The state won’t participate in the mediation known as hooponopono, said Josh Wisch, spokesman for the state attorney general’s office, in a statement Wednesday.
Proceeding with hooponopono is no longer a “constructive option,” he said.
Hooponopono is traditionally used within families to work out differences, using prayer and discussion.
Three defendants asked for the practice as an alternative to a trial. It seemed likely to happen after Hawaii County Prosecutor Mitch Roth supported the idea.
Roth had said it would only be used for about 20 people charged with obstruction in April.
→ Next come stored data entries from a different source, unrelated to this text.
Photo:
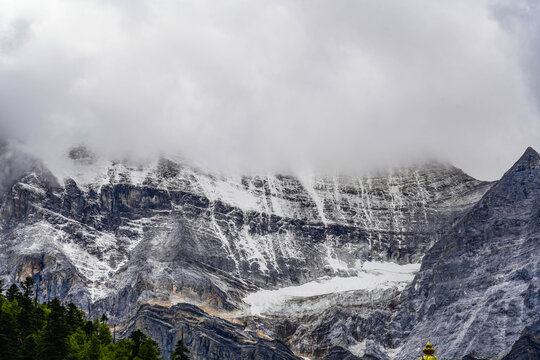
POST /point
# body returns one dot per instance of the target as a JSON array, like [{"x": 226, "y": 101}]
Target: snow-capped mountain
[{"x": 311, "y": 265}]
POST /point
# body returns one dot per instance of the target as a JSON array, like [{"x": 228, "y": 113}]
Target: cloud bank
[{"x": 274, "y": 85}]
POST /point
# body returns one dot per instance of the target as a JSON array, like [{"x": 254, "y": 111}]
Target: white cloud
[{"x": 271, "y": 84}]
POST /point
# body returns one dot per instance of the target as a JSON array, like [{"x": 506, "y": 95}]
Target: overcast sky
[{"x": 266, "y": 85}]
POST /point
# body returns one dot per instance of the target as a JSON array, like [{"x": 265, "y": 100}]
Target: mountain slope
[{"x": 479, "y": 286}]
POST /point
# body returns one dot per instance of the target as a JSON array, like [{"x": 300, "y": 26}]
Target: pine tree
[
  {"x": 180, "y": 351},
  {"x": 53, "y": 344}
]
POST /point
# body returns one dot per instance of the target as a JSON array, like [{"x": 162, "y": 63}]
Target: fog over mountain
[{"x": 274, "y": 85}]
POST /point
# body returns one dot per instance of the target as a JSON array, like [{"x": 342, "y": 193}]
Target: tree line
[{"x": 37, "y": 331}]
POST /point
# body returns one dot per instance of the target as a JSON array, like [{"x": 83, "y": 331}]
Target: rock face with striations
[
  {"x": 479, "y": 285},
  {"x": 167, "y": 246}
]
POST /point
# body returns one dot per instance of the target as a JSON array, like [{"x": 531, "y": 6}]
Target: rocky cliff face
[
  {"x": 478, "y": 287},
  {"x": 114, "y": 235}
]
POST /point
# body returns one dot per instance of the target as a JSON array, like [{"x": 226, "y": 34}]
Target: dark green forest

There have been subsequent arrests in the battle to build the telescope on Mauna Kea, a mountain many Native Hawaiians consider sacred.
“Hooponopono was first raised several months ago, when the legal landscape was different,” Wisch’s statement said. “There are now are cases related to Mauna Kea pending in multiple courts in multiple jurisdictions, enforcement actions have been taken and challenged, and additional individuals and groups with no connection to the defendants who first requested hooponopono have asked to engage in a dialogue regarding stewardship of the mountain.”
Roth couldn’t immediately be reached for comment on the state’s decision.
A total of 31 people were arrested in April when protesters blocked workers from accessing the construction site near Mauna Kea’s summit for the planned $1.4 billion Thirty Meter Telescope. Roth’s office later moved to dismiss trespassing charges for 10 defendants.
Roth said hooponopono was being considered only for the remaining 21 people charged with obstructing. A few of them told prosecutors they preferred to proceed with a trial, he said. It wasn’t being considered for 12 people who are charged in a second round of arrests.
After that, 15 people were arrested for violating an emergency rule created to stop protesters from camping on the mountain.
Construction remains stalled amid the protests.
Hooponopono has been used in other court matters.
In 2006, a federal judge in Honolulu let Hawaiian groups and the state’s largest museum use hooponopono in a dispute over a cache of priceless artifacts. It has been used in family court cases such as custody disputes, said Malcolm Naea Chun, a Native Hawaiian culture scholar.